The number of trees is in fact equal to the total number of acres (1 acre is 4840 square yards). If I told you an even digit in the number of trees you should be able to work out how far apart the trees are.

How many yards are there between adjacent trees?

*by Stephen Hogg*

#### Published Sunday February 21 2021 (link)

Our holiday rep, Nero, explained that in Carregnos an eight-digit total of car registrations results from combinations of three Greek capital letters after four numerals (eg 1234 ΩΘΦ), because some letters of the 24-letter alphabet and some numerals (including zero) are not permitted.

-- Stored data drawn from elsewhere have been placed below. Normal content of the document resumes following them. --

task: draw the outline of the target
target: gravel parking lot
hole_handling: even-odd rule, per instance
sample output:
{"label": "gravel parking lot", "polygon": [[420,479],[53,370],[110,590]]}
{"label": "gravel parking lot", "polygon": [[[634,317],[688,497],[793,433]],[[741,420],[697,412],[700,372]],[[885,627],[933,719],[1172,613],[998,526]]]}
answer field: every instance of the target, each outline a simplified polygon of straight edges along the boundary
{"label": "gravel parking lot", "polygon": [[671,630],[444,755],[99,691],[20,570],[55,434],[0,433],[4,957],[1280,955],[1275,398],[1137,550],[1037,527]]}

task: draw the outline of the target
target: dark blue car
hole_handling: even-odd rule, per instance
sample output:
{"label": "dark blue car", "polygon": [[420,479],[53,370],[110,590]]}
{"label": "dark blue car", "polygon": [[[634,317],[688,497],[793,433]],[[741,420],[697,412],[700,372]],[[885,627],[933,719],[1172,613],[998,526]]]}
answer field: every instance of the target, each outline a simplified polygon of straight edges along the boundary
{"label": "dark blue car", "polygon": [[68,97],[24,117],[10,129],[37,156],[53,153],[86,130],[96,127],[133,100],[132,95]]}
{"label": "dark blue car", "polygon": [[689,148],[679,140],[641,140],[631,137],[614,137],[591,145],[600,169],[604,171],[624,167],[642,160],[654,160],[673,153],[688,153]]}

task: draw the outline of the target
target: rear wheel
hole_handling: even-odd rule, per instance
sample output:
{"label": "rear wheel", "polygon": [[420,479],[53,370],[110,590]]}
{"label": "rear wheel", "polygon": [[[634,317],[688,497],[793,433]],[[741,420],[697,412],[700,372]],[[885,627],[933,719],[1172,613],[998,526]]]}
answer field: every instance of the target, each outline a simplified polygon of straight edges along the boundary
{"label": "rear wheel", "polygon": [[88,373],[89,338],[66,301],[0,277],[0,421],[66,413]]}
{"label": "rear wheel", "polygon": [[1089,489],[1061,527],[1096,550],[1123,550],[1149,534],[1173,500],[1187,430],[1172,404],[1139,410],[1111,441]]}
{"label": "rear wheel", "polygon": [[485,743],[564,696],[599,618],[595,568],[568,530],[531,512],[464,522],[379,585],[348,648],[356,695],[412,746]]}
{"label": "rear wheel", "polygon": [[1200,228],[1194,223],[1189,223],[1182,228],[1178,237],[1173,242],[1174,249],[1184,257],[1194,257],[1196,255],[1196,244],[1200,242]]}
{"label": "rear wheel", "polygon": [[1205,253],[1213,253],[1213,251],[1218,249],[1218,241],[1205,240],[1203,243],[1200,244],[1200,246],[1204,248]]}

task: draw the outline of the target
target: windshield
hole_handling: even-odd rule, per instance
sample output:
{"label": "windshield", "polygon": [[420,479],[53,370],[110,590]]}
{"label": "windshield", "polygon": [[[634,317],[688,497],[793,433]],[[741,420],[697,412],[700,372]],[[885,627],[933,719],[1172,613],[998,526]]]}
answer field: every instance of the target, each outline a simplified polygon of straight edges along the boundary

For his own “cherished” registration the number tetrad is the rank order of the letter triad within a list of all permitted letter triads ordered alphabetically. Furthermore, all permitted numeral tetrads can form such “cherished” registrations, but fewer than half of the permitted letter triads can.

Nero asked me to guess the numbers of permitted letters and numerals. He told me that I was right and wrong respectively, but then I deduced the permitted numerals.

List these numerals in ascending order

*by Howard Williams*

#### Published Sunday February 14 2021 (link)

I gave Robbie three different, single digit, positive whole numbers and asked him to add up all the different three-digit permutations he could make from them. As a check for him, I said that there should be three threes in his total. I then added two more digits to the number to make it five digits long, all being different, and asked Robbie’s mother to add up all the possible five-digit permutations of these digits. Again, as a check, I told her that the total should include five sixes.

Given the above, the product of the five numbers was as small as possible.

What, in ascending order, are the five numbers?